Timbuktu may well mean the other side of the world for most people in the United States. For Africans though, Weeks points out, "Timbuktu was a commercial and religious center during the ancient empire of Mali. It was a place where Arabs, Europeans, and Africans all came together to trade and to share their cultures. That's what we want to do here, to bring together Miami's ethnic communities." A native of the Sea Islands, which are located off the coast of Georgia and South Carolina, Weeks learned firsthand that promoting a community's culture can pay off big: "The Gullah culture where I grew up brought tourists in, opening the economy for everybody. That's what we want to do in Liberty City: develop a tourist-type market."

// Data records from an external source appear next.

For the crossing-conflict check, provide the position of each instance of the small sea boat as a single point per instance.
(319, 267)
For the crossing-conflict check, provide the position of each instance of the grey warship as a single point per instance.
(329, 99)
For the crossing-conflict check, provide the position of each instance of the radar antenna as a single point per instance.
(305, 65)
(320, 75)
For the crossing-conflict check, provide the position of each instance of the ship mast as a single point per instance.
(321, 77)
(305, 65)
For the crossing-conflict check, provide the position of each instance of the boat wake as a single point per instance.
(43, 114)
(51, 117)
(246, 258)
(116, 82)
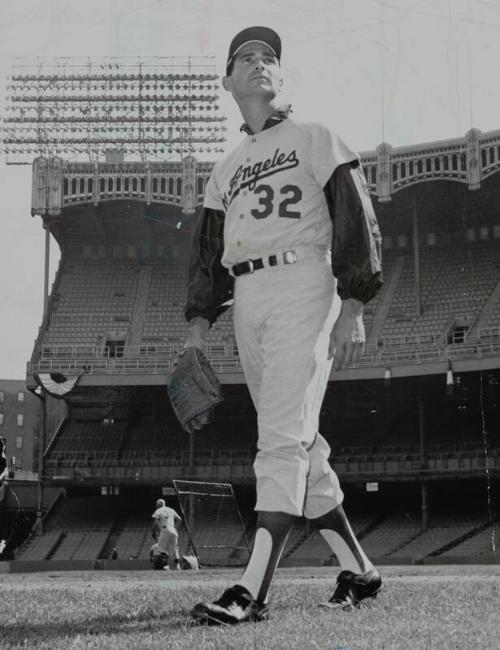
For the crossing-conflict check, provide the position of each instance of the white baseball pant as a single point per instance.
(168, 542)
(283, 317)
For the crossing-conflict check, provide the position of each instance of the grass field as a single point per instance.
(420, 607)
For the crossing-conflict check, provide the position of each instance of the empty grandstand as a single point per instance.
(413, 423)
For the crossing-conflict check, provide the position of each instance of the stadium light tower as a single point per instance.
(159, 108)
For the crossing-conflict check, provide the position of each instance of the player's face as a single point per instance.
(255, 72)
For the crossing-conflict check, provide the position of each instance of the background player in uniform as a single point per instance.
(165, 533)
(281, 211)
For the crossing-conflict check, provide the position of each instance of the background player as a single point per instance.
(273, 210)
(165, 533)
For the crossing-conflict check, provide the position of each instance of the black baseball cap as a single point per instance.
(259, 34)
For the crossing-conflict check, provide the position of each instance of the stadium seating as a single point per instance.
(395, 531)
(444, 530)
(478, 545)
(93, 298)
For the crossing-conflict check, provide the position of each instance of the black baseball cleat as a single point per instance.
(236, 605)
(353, 588)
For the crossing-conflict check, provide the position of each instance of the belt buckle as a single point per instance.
(289, 257)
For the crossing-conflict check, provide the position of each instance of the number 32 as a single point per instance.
(291, 193)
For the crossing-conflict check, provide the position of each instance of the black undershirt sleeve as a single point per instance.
(356, 240)
(210, 286)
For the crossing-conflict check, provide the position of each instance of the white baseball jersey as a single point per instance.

In the gallery adjacent to the courtyard, three women prepare for the market, generating a prodigious energy, which might in itself prove a powerful attraction. Like their spiritual sisters, the market women of Nigeria, Ghana, and Mali, vendor Phyllis LeConte, activist Dahia Ah-Kahina, and artist Queenchiku Ngozi mix sentiment with salesmanship and business with philosophy. LeConte, who sells traditional African and Caribbean clothing, pauses to observe while demonstrating the nineteen ways to wear a sarong: "There's knowledge bouncing off these walls." Images of women as strong and brown as tree trunks stretch across Ngozi's oversize canvases, reaching skyward. "She looks like she has the weight of the world on her shoulders," Ah-Kahina says, "and yet she can still stay connected to the ground." The ability of the community to keep striving despite adversity is what has driven the artists and the vendors to create their own version of Timbuktu. A little bit of that spirit will sit well in anyone's stocking.